The coral reef application hints at the most exciting direction: deploying this framework on real, messy, unreplicated field data where mechanistic understanding is genuinely limited. The Great Barrier Reef results show that the framework can extract meaningful signal even without ground truth — which is, after all, the condition under which most real science operates. Scaling this to multi-site ecological monitoring, longitudinal clinical studies, or spatiotemporal reaction-diffusion systems (the original BINN application domain) would substantially broaden the framework's reach.

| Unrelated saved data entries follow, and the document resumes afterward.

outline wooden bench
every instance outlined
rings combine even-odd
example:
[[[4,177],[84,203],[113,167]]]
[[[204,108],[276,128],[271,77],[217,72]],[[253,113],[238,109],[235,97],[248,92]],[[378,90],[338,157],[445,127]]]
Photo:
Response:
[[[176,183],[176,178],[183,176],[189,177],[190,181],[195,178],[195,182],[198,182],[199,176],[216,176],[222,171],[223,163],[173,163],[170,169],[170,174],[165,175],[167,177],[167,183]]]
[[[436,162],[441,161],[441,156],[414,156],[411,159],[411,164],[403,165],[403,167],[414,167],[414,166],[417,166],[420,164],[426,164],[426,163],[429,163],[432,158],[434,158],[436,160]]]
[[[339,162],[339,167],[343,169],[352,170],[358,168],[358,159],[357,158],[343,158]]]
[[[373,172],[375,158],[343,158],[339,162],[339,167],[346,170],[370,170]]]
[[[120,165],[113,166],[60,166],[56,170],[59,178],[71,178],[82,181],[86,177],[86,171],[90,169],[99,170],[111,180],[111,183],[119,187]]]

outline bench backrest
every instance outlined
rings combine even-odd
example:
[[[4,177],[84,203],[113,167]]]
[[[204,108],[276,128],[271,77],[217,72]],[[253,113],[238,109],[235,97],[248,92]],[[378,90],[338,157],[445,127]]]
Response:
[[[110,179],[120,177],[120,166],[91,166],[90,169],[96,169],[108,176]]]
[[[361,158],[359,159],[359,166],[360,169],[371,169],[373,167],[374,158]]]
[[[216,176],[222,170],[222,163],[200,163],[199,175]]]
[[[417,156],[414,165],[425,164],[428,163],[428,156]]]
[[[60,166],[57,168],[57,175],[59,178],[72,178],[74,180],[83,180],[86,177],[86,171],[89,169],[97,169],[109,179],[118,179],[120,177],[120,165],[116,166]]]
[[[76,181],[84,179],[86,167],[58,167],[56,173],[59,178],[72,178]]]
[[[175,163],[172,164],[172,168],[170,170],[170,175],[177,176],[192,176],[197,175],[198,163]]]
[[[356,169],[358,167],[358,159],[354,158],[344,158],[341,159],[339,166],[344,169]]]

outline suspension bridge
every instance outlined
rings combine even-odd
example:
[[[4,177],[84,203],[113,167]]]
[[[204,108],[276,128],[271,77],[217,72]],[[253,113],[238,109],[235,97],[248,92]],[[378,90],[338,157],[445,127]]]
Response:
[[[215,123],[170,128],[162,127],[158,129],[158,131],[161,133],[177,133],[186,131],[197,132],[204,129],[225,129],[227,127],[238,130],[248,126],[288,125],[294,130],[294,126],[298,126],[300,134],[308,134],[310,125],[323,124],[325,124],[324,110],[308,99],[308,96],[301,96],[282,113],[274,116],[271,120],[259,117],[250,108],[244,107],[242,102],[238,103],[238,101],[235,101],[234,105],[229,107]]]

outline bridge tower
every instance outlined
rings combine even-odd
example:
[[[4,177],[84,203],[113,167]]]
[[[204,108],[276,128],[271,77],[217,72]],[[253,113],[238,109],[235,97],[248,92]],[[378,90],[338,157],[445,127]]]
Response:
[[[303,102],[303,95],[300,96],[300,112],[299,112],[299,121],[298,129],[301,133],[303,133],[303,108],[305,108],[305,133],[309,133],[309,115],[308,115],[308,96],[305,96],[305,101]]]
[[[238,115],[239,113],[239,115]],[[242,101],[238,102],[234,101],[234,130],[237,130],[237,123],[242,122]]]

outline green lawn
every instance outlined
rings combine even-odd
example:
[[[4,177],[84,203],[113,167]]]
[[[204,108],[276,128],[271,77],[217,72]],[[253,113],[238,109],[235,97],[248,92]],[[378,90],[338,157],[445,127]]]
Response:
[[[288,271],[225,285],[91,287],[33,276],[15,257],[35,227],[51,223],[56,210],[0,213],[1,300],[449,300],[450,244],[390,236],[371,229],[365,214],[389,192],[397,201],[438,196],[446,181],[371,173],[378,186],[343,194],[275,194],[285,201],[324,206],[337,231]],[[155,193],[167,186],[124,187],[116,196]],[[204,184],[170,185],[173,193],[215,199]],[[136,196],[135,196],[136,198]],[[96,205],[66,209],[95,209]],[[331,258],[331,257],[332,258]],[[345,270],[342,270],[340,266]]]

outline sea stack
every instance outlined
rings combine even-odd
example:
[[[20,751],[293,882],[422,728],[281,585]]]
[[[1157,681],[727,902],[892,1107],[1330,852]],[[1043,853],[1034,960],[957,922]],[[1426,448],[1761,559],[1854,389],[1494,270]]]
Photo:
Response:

There are also open questions about identifiability. The three growth models tested here are distinguishable in principle, but in practice, with finite and noisy data, the learned crowding functions carry uncertainty — particularly at low population densities, where the ODE is difficult to constrain. The paper notes this limitation honestly: predictions in the near-zero density regime are less reliable, because the training data provide little information there. Understanding the fundamental limits of what these frameworks can distinguish — and under what data conditions — will be important for practitioners who want to deploy them with appropriate confidence.
What the paper establishes clearly is that the assumption of constant noise is not a neutral default. It is a choice with consequences. When the noise structure in your data tells a story about biology — about how variability scales with population size, about how measurement error relates to the underlying state — ignoring that structure means leaving information on the table. The NLL–BINN framework, with its simple but powerful extension to a learnable power-law noise model, offers a principled way to stop ignoring it.
In a field where data are precious and mechanisms are elusive, that is a meaningful advance.
Rather than treating uncertainty as a by-product of modelling, the NLL–BINN framework repositions it as an integral component of mechanistic inference.